Sometimes state legislatures do stupid things, Part 2. The Texas legislature will examine the feasibility of offering up some part of the state to be an “interim” high-level radioactive waste site. A potential permanent site, at Deaf Smith County, was dropped in the 1987 “Screw Nevada” radioactive waste bill and isn’t likely to be revived. But there’s a lot of wide-open space in west Texas, so some legislators think a “temporary” radioactive waste dump could bring in a few extra bucks. Better watch out Texas: those “interim” sites aren’t exactly fail-safe and could quickly become permanent when it’s clear that no one else will take the lethal waste. Or as Tom “Smitty” Smith of Public Citizen puts it here: “It’s idiotic to even consider disposing of high-level radioactive waste in Texas. Other states have rejected having high-level radioactive waste dumped on them. It’s all risk and very little reward for Texans.”

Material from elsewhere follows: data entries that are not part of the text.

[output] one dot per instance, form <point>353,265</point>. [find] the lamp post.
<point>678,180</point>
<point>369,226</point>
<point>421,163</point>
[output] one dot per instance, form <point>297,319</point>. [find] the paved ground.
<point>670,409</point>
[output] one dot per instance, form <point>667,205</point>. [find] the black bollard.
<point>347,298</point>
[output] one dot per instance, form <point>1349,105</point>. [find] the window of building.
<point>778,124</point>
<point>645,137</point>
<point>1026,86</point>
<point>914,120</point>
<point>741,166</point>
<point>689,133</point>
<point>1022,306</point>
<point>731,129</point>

Electricite de France (EDF) is overwhelmed by nuclear reactor upkeep operations, reports Bloomberg. Adding to the financial pressures on the world’s largest nuclear utility (yesterday, we posted that EDF is trying to raise its wholesale nuclear power rates), EDF is finding that maintaining and attempting to upgrade its 58-reactor fleet is costing twice as much and taking 50% more time than projected. Add to that the utility’s woes in attempting to build the way-over-budget and way-behind-schedule Flamanville EPR reactor and the European Commission’s initial finding of illegal subsidies that may scuttle EDF’s proposed Hinkley Point complex in the UK, and you get the picture of a utility, that despite posting record profits last year, is scrambling for its life to get out of a self-imposed nuclear collapse.

Clean Energy

The Department of Energy’s Energy Information Administration says that coal plants will be retired much more quickly, at least through 2016, than previously projected. That’s the good news. Oddly, EIA projects coal retirements will slow rapidly after that.

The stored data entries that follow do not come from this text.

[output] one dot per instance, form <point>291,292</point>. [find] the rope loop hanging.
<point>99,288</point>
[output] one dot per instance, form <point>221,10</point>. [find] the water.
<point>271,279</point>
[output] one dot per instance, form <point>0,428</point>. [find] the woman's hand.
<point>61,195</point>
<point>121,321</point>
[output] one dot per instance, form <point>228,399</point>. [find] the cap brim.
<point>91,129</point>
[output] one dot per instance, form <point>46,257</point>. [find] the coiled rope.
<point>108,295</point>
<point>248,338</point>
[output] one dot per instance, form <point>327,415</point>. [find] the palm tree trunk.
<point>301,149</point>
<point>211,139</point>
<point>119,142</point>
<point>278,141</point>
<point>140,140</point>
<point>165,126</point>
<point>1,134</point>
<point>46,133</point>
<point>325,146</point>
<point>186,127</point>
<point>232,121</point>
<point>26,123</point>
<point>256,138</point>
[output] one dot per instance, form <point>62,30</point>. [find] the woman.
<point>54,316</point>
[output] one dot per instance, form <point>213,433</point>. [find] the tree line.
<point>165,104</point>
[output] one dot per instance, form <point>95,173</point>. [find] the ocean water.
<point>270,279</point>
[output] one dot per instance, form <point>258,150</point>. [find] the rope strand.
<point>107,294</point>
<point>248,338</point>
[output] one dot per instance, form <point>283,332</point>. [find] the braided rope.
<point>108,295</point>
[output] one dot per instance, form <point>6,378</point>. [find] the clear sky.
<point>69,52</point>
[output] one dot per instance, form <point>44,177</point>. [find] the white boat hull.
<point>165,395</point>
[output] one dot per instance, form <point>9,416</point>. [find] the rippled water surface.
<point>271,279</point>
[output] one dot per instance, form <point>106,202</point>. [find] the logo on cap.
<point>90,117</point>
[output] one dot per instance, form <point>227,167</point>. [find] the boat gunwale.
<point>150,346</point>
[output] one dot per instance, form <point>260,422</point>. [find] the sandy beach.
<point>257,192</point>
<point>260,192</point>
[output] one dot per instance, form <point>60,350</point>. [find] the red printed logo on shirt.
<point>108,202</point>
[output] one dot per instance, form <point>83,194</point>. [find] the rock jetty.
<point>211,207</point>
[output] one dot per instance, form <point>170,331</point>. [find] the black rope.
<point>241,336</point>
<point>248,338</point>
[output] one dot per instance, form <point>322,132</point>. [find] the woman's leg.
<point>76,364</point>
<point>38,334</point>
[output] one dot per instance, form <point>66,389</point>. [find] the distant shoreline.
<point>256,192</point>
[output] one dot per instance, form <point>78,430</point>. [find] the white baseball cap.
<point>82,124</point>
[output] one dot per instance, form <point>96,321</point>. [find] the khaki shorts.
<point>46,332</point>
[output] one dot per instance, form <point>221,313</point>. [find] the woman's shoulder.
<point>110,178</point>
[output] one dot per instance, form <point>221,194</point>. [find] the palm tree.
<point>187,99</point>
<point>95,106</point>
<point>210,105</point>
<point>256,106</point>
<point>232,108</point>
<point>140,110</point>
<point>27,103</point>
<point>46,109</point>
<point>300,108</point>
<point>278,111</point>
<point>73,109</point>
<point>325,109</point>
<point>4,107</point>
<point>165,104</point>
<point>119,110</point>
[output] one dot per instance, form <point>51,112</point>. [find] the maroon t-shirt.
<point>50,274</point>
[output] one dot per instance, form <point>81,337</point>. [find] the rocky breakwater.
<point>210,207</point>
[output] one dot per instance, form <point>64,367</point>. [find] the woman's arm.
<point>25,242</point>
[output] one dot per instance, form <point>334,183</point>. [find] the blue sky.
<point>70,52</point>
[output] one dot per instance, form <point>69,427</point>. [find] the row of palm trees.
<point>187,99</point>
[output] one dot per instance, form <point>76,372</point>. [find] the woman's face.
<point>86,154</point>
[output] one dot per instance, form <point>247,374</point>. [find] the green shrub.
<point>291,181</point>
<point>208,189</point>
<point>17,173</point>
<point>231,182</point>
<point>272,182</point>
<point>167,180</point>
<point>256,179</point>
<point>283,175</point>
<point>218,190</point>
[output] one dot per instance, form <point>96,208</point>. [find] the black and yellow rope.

Distributed resources, including combined heat and power systems and solar PV, could make up a full third of the U.S. power grid by the end of this decade. And while rooftop solar isn’t a huge part of that this decade, its rapid growth suggests that the percentage of power provided by distributed generation will continue to increase rapidly every decade.

Inside Washington

This one isn’t exactly energy-related but it’s a must-read anyway. The two best people writing on economic issues these days are Paul Krugman of the New York Times and Matt Taibbi of Rolling Stone. In this piece, The Vampire Squid Strikes Again: The Mega Banks’ Most Devious Scam Yet, Taibbi reports on a little-known piece of some 1999 legislation that is fundamentally transforming the American economy–and not for the better. The subtitle gives some indication of the issue: “Banks are no longer just financing heavy industry. They are actually buying it up and inventing bigger, bolder and scarier scams than ever.” And, indeed, the article notes that the mega-investment bank Goldman Sachs is now in the uranium business. What could possibly go wrong?